The CDC’s Advisory Committee on Immunization Practices has determined, so far, that the benefits exceed the risks. I don’t expect to see them change their recommendations based on these findings, but there is still much to learn. As an editorial accompanying these studies notes, “Many questions remain to be resolved: Is the risk of intussusception similar with the two vaccines? What is the mechanism for the event? Can we identify a subgroup of infants who may be at increased risk?” More research will hopefully reveal some answers.
EDITED TO ADD: I was asked in a Facebook post what I thought about the risk-benefit analysis here. I provided my *personal* opinion , which is nothing more than my personal layman opinion, and I am not a doctor, nor do I have clinical experience. What I did was list what was known about the risks and benefits, and so I’m updating this post with what I said there.
There is definitely an increased risk of intussusception being observed among rotavirus recipients. The questions now are why and whether some kids are more susceptible than others. I can understand people who would want to skip it with that risk since rotavirus is one of the very few vaccines we protect against in the US that is unlikely to cause death *in the US*. (It’s a leading killer of kids worldwide, but that’s because of inability to get adequate medical care once they get the virus which most do. They die of dehydration usually, as with cholera.)

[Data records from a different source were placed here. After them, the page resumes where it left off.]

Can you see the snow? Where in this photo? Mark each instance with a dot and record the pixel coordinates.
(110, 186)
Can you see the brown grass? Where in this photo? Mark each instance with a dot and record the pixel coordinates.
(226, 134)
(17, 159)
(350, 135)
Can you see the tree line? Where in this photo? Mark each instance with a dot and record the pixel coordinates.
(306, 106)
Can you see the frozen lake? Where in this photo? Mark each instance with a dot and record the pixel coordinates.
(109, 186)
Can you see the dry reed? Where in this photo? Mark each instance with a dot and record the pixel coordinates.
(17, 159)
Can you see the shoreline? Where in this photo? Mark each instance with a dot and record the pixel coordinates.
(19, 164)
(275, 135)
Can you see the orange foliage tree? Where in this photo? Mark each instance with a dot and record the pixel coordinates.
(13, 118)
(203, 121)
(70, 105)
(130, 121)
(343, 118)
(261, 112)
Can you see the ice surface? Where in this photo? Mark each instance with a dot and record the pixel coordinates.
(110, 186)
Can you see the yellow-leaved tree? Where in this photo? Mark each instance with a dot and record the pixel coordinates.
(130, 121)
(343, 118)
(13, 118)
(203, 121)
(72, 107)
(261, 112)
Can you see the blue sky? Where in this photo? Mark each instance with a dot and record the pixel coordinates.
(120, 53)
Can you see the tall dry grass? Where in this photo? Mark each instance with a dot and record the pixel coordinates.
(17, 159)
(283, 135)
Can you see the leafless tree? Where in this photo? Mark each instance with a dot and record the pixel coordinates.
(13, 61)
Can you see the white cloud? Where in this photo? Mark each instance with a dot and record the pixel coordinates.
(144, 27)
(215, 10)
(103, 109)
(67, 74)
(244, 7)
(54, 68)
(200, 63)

At the same time, consider the following:
–The risk of intussusception is still very low in rotavirus vaccine recipients.
–The risk of getting rotavirus without being vaccination (even now with high immunization rates) is higher than the risk of intussusception with the vaccine (in raw numbers).
–Intussusception has clear clinical symptoms and, as long as it is identified in a timely way, can be treated in one of three ways with good outcomes. (Also, the fact that occurs, if it’s going to occur, within the first three weeks after vaccination provides a clearly defined time period in which parents and doctors can watch for symptoms.)
–First-line treatment for intussusception does not require surgery; if that fails, it does require surgery (which rotavirus does not require).
–Rotavirus also has clear symptoms but can’t really be treated beyond providing fluids while it runs its course.
–Both rotavirus and intussusception often require hospitalization.
–Both rotavirus and intussusception can ultimately cause death if not treated or if complications develop. The rates of death for each one, in the US, are likely pretty similar and very rare for both. (In developing countries, the risk of death with rotavirus is likely considerably higher than the risk of death with intussusception.)
Given all those facts, I *personally* think the risk-benefit analysis leans toward getting the vaccine. My reasoning is that the danger, complications, hassle, pain, cost and mortality risks of both conditions are very comparable, but in raw numbers, a kid is much more likely to get rotavirus without the vaccine (it’s still common) than to get intussusception with the vaccine. So it comes down to a numbers game for me. Others may see it differently.